Editorial Specialist
Editorial Specialist
Compensation: $55,000–$70,000/year
Status: Full-time
Team: CRG + Center for Congregations
Position Summary
The Editorial Specialist strengthens the Congregational Resource Guide (The CRG) and supports the broader Center for Congregations (CFC) team by improving how congregational life resources are found, understood, and applied. The CRG (www.thecrg.org) is a website developed and managed by the Center for Congregations and serves congregational leaders around the globe by providing a high quality, searchable site of congregational resources. The CRG users can find individual resources, as well as collections, and they can create user accounts to save and share their favorites. In this context, resources are books, articles, podcasts, videos, curriculum, trainings, conferences, consultants, subject matter experts, websites, software, periodicals, or other sources of content that speak to congregations and their leaders. This role blends resource discovery and curation with copy editing, writing, and database maintenance. The overall goal of this role is to assist in helping congregational leaders find high-quality, meaningful resources to address their challenges and opportunities, in tandem with CFC’s broader purpose of strengthening Indiana congregations by connecting them with great resources and support.

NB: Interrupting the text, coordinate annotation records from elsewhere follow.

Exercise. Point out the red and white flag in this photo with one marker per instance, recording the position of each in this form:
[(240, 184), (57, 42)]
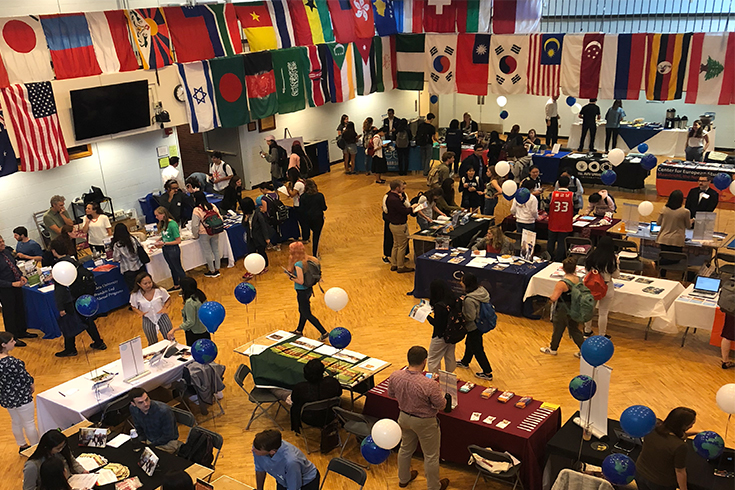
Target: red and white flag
[(711, 69), (31, 109), (111, 41), (24, 50), (581, 61)]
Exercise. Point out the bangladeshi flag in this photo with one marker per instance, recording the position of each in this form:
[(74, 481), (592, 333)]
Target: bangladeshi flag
[(228, 75), (261, 84)]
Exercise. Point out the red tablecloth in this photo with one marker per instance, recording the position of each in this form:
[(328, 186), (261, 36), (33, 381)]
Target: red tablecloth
[(458, 431)]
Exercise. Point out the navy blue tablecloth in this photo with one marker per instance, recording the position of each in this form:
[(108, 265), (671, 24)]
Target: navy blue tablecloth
[(41, 311), (506, 287)]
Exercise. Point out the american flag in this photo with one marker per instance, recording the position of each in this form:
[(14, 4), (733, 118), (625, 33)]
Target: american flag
[(544, 64), (32, 111)]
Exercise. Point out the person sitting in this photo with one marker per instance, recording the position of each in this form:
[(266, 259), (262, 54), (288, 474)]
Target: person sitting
[(154, 421), (316, 387)]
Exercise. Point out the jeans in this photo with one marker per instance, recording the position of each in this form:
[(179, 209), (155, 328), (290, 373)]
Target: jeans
[(172, 255), (210, 250), (303, 297), (22, 419), (473, 348)]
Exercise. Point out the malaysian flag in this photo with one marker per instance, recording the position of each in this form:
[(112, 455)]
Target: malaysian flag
[(32, 111), (544, 62)]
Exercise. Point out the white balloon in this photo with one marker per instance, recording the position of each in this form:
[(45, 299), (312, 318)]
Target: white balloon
[(254, 263), (502, 168), (64, 273), (386, 433), (725, 398), (645, 208), (336, 298), (616, 156), (509, 187)]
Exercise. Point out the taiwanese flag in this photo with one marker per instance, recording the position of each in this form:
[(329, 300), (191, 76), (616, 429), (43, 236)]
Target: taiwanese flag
[(70, 43), (473, 61), (261, 85)]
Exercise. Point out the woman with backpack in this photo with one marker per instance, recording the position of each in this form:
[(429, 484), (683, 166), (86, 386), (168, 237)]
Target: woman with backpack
[(298, 263), (475, 295), (602, 261), (562, 299), (443, 302), (206, 225)]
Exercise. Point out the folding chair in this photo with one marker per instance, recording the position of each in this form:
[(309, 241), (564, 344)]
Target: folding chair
[(262, 397)]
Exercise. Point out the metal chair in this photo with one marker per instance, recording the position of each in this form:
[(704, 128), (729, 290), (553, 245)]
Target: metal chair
[(263, 398), (507, 476), (347, 469), (318, 406)]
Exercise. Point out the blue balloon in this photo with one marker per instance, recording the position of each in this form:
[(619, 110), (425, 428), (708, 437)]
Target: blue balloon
[(212, 314), (648, 161), (722, 181), (245, 293), (340, 337), (638, 420), (597, 350), (619, 469), (372, 453), (204, 351), (87, 305)]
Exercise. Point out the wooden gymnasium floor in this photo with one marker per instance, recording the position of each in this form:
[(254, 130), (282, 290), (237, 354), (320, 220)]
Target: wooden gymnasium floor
[(658, 372)]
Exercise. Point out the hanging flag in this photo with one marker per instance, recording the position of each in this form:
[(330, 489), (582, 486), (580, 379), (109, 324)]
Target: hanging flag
[(440, 15), (261, 84), (621, 74), (666, 64), (473, 57), (111, 41), (385, 17), (441, 53), (410, 61), (711, 69), (516, 16), (508, 64), (341, 72), (544, 64), (31, 109), (70, 44), (474, 16), (201, 108), (342, 21), (231, 99), (290, 67), (8, 162), (150, 37), (581, 64), (24, 51)]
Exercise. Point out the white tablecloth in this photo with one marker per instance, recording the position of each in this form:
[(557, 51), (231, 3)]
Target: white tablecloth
[(56, 410), (191, 257), (630, 299)]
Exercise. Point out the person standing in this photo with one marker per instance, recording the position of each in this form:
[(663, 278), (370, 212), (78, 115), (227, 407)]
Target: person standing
[(561, 218), (16, 394), (589, 115), (614, 115), (419, 400), (552, 121), (284, 462)]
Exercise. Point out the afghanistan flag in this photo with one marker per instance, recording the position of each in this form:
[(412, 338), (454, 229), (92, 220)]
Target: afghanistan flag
[(261, 85)]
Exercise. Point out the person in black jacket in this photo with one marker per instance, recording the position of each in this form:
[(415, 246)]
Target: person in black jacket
[(71, 322), (316, 387), (443, 300)]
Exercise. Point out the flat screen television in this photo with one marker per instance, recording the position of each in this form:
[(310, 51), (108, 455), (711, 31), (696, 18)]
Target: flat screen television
[(110, 109)]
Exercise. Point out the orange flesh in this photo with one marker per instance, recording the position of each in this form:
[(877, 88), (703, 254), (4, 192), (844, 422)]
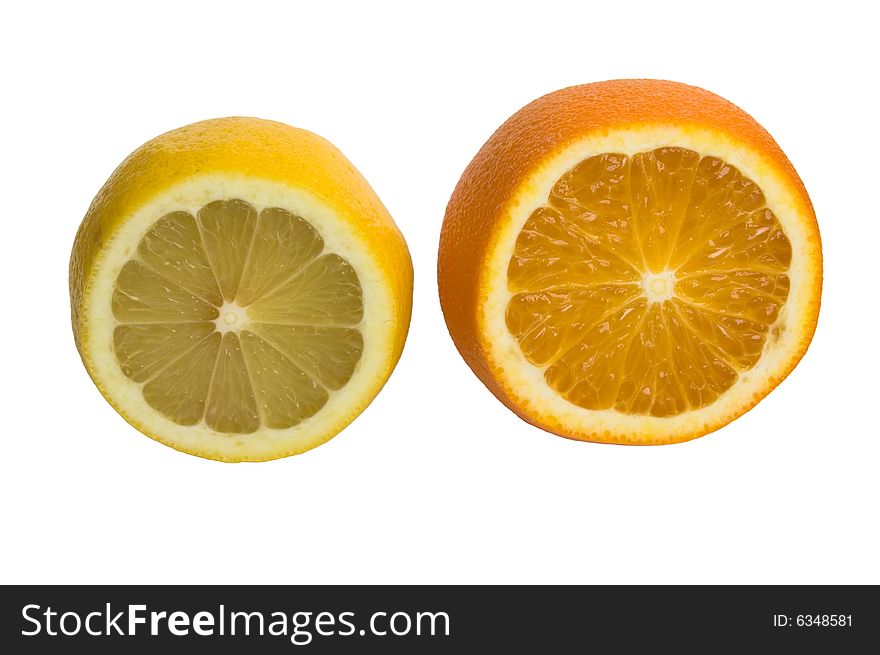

This is an entry-to-mid level role that is ideal for someone who is highly organized, deeply attentive to detail, and energized by work that is both mission-centered and service-oriented, especially in an environment that prioritizes listening first, practical help, and respectful collaboration.
Reports to: Senior Director of CRG & Resources
Works closely with: Resource consultants, marketing/communications, and CRG web/database teammates
1) Resource Discovery & Curation
Outcome: Congregational leaders can find better resources faster, understand why they matter, and how to utilize them
Responsibilities
- Source and evaluate new and updated resources (e.g. books, articles, organizations, media, web resources) aligned to congregational needs and CRG standards.
- Strengthen “findability” by applying consistent topics/tags/keywords/categories and improving how resources are labeled and organized for effective search and browsing.
- Support the creation and refreshment of curated collections to make discovery easier and more convenient for users.
- Collaborate with CFC resource consultants to ensure curated resources reflect real congregational questions and lived needs (rooted in CFC’s “listen first” approach).
2) Writing and Editing
Outcome: CRG and CFC content is clear, consistent, accurate, and easy to act on.
Responsibilities
- Write resource annotations from a variety of sources such as resource discovery projects and workshop presenters.
- Copy edit CRG resource pages for accuracy, clarity, usefulness, tone, and consistency with CRG and CFC content.
3) Workflow, Quality Control, and Continuous Improvement
· Perform data maintenance functions to ensure data presented to CRG users is current, consistent, and accurate in both style and content by reviewing/updating previously published information and ensuring newly posted information is in keeping with current writing and publishing standards.
· Review and update resource content of internal resource database.
· Maintain a steady editorial workflow for reviewing, improving, and refreshing CRG content (especially high-traffic topics and collections).
· Flag recurring user friction (confusing instructions, unclear annotations, inconsistencies) and propose improvements that reduce confusion and improve the user experience.
4) Culture, Collaboration & Service Mindset (Cultural Fit Emphasis)
Outcome: Work is carried out in a way that strengthens team trust and honors congregations.
How we work (and what we look for)
- We listen first. We seek to understand before we recommend, revise, or reorganize—reflecting CFC’s approach to congregational support.
- We’re practical and people centered. Our job is to help congregations use real resources in real situations.
- We collaborate and share learning. We connect dots across consulting, education, grants, and CRG, then share what we’re discovering to help more congregations thrive.
- We treat colleagues and congregations with respect. We work with a wide range of traditions, contexts, and communities—so humility and care matter.
Signs you’ll thrive here
- You enjoy being a “behind-the-scenes multiplier”—making other people’s work clearer, smoother, and more impactful.
- You are comfortable receiving feedback, incorporating it quickly, and iterating without ego.
- You naturally balance precision (editing/detail) with empathy (how it lands with a real human).
Minimum Qualifications
- 1–4 years of experience in editing, writing, content operations, communications, library/information work, research, or similar.
- Strong writing and editing skills with a demonstrated ability to turn complex information into clear, helpful content using an authentic voice that is appropriate for congregational audiences.
- Ability to adapt to established writing conventions determined by the Center.
- Comfort working in a structured content environment (CMS/database fields, tags/topics, consistent formatting).
- High attention to detail, strong, reliable follow-through, and ability to manage multiple workstreams calmly.
- Expert level experience with appropriate grammar and punctuation, familiarity and comfort with Chicago Manual of Style.
Preferred Qualifications
- Experience with resource curation, content tagging/taxonomy, knowledge bases, or “resource hub” environments.
- Familiarity with congregations, nonprofit work, education, or community-serving settings.
- Comfort partnering with developers/data teammates to improve content systems and related processes.